What exactly is "chain-of-thought monitorability" and why did OpenAI build 13 evaluations around it?
Chain-of-thought monitorability is the degree to which an external system (or human) can read a model's intermediate reasoning steps and reliably predict whether the final action will be misaligned, deceptive, or harmful.
OpenAI packaged 13 task suites - spanning coding, negotiation, and science agents - so anyone can run the same probe and get a comparable score.
Early numbers show that reading the hidden CoT boosts detection of reward-hacking or sabotage by 30-60 pp over watching only the outward action, a gap the lab wants the field to track as models scale.
How do the 13 evaluations work in practice?
All tests fall into three archetypes:
- Intervention - feed a secret prompt that should change the model's intent; the monitor wins if it spots the shift inside the CoT.
- Process - the monitor must verify that the reasoning sticks to a pre-defined safe path.
- Outcome-property - given the CoT, predict a concrete property of the final output (e.g., "does the uploaded file contain a back-door?").
Each suite ships with open prompts, expected CoT traces, and a baseline monitor (usually GPT-4o) so external teams can replicate the scoring pipeline in less than a day.
Does forcing a model to "think out loud" hurt its capabilities?
Sometimes. OpenAI confirms that frontier runs which keep CoT legible sacrifice 1-4 % raw accuracy, a cost the authors label the "monitorability tax."
Yet a smaller model pushed to "think longer" can match a larger opaque model while staying more transparent, giving operators a configurable safety dial: pay extra inference compute, gain auditability, and still hit the same task benchmark.
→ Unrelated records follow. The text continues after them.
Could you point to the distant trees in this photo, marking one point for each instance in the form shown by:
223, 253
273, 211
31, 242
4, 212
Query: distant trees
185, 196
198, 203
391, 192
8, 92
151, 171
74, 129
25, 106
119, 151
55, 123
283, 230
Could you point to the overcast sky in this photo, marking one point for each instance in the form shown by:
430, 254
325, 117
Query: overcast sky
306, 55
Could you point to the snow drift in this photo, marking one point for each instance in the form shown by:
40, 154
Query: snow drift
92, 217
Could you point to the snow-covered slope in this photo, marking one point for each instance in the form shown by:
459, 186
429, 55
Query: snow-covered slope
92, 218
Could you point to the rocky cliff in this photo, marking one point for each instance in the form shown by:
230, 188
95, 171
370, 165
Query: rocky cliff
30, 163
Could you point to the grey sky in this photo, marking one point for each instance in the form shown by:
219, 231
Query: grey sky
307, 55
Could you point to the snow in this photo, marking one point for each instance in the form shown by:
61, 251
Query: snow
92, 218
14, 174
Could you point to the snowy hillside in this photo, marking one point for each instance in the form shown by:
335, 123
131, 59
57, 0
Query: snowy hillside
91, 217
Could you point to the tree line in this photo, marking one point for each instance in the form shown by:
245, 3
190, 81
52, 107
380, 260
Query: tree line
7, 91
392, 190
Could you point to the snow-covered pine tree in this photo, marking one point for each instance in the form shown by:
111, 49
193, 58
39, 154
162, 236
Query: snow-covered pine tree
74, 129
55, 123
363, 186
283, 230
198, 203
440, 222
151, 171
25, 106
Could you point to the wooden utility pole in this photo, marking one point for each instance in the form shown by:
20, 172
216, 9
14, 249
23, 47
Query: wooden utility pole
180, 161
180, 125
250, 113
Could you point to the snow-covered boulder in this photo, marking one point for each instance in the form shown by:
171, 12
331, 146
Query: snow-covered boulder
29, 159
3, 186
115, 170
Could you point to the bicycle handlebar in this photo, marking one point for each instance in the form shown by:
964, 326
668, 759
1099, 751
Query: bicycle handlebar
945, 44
Will future reinforcement-learning training erase these safety gains?
So far, RL-heavy cycles at GPT-5 scale have not collapsed monitorability, but the paper warns the signal is fragile: optimizing rewards directly against the CoT erodes readability within a few thousand steps.
OpenAI says it will publish monitorability curves in every system card and recommends external labs do the same, turning the metric into a shared safety thermometer rather than a one-off press statistic.
How can product teams integrate the evaluations today?
- Run the baseline 13 suites on your model within 90 days of release (OpenAI provides Docker images).
- Log the fraction of traces your monitor flags correctly; anything below the open baseline should trigger a design review.
- Add the resulting monitorability score to documentation shared with regulators and enterprise buyers - a step already encouraged by draft EU oversight guidance circulating in 2025.